Le château, ses écuries et l’annexe (Kutscherhaus), sont conservés. Les bâtiments de l’architecte Jean-Baptiste Fresez construits à la fin du 18e siècle accueilleront le campus de la Luxembourg School of Business (LSB). Avant que les cours puissent s’y tenir, une phase de rénovation et de mise aux normes de sécurité et d’accès doit être menée, avec le soutien et la supervision du Service des sites et monuments nationaux.

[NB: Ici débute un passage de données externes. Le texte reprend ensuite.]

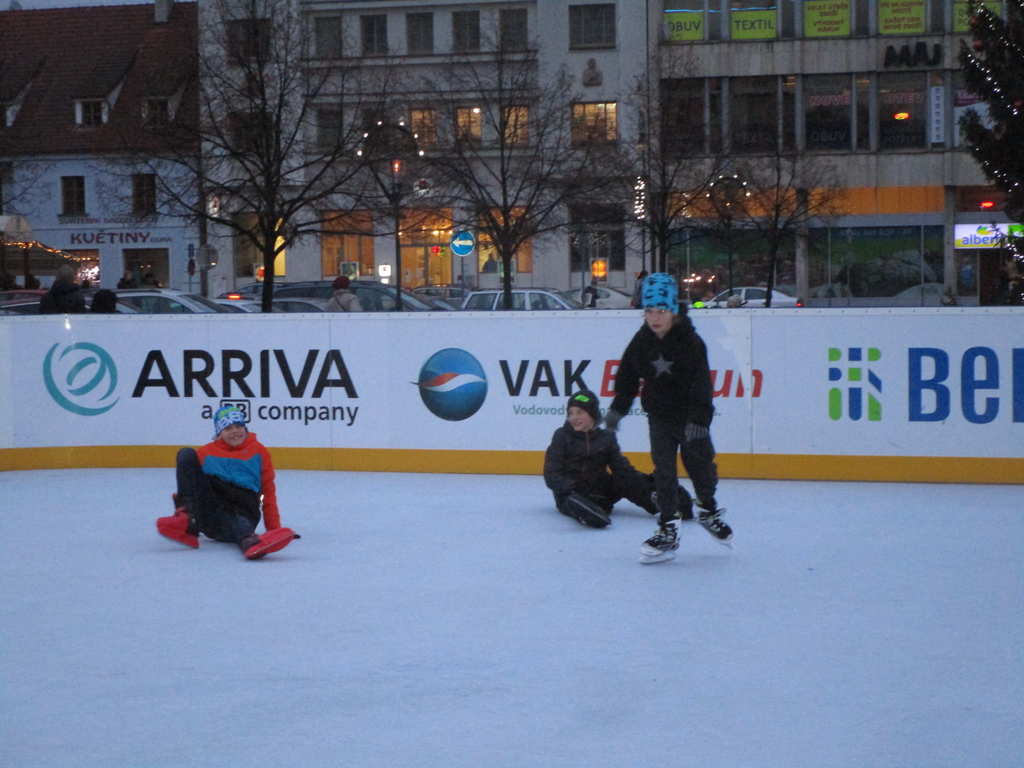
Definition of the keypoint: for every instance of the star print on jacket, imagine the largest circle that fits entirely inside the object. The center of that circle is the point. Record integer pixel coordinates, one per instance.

Le site sera connecté à la ville par deux accès pour les piétons et les vélos et trois entrées pour les voitures qui se termineront par des parkings souterrains, l’ensemble de la zone étant interdite à la circulation automobile. Au sein du quartier, la mobilité douce sera privilégiée, ce qui n’empêche pas de se poser des questions sur l’accès à l’ensemble. Les rues Mühlenbach et Rollingergrund sont déjà très denses en circulation et peu accueillantes pour les cyclistes. « Le réaménagement et l’élargissement du Rollingergrund pour l’ajout d’une piste cyclable est à l’étude, en concertation avec les Ponts et Chaussée », indiquait Lydie Polfer lors de la présentation. Elle évoque aussi la possibilité de construire un ascenseur pour relier le quartier au Limpertsberg qui le domine. Des études de faisabilité pourraient être lancées prochainement.

Avant le gong Ni les promoteurs, ni les autorités communales ne veulent (ne peuvent ?) communiquer de dates quant au début des travaux et encore moins pour la livraison. La procédure d’analyse et d’appréciation des PAP prendra entre six et neuf mois, selon les plus optimistes, pendant lesquels les conventions d’exécution vont être rédigées. Les projets architecturaux précis pourront alors faire l’objet de demandes d’autorisation à bâtir. On est encore loin de la pose de la première pierre, ce qui n’empêche pas les démarches commerciales pour trouver des acquéreurs...

Avec ces deux projets, le nord-ouest de la capitale, coincé entre le front vert du Bambësch et le dénivelé du Limpertsberg, et marqué par la forte présence des axes routiers, va connaître une nouvelle attractivité. Ensemble, ils comptabilisent ensemble environ 1 700 logements. Selon la clé habituellement utilisée de 2,3 habitants par logement, cela donne pas loin de 4 000 habitants, un potentiel considérable où réserver dix pour cent de logements abordables semble peu ambitieux. La Ville de Luxembourg serait bien inspirée de montrer l’exemple en allant au-delà de ce seuil imposé par la loi. À quelques mois près d’ailleurs, les promoteurs auraient été obligés d’augmenter cette part. En effet, le Pacte logement a introduit une modification de la loi sur l’aménagement communal et le développement urbain qui obligera à réserver non plus dix, mais quinze pour cent de logements abordables dans les nouveaux PAP de plus de 25 logements. « Faïencerie » et « Place de l’Étoile » échappent à cette nouvelle règle s’ils entrent en procédure avant le 18 février 2022. On comprend mieux l’empressement à faire adopter les modifications de PAG.

* La troisième modification concerne les terrains situés entre la rue d’Orchimont et le Rangwee dans le quartier Bonnevoie-Sud et vise à reclasser la « zone d’activités économiques communale type 1 » en « zone spéciale d’activités économiques tertiaire », ce qui permet l’implantation d’artisans ou de commerces de petites tailles.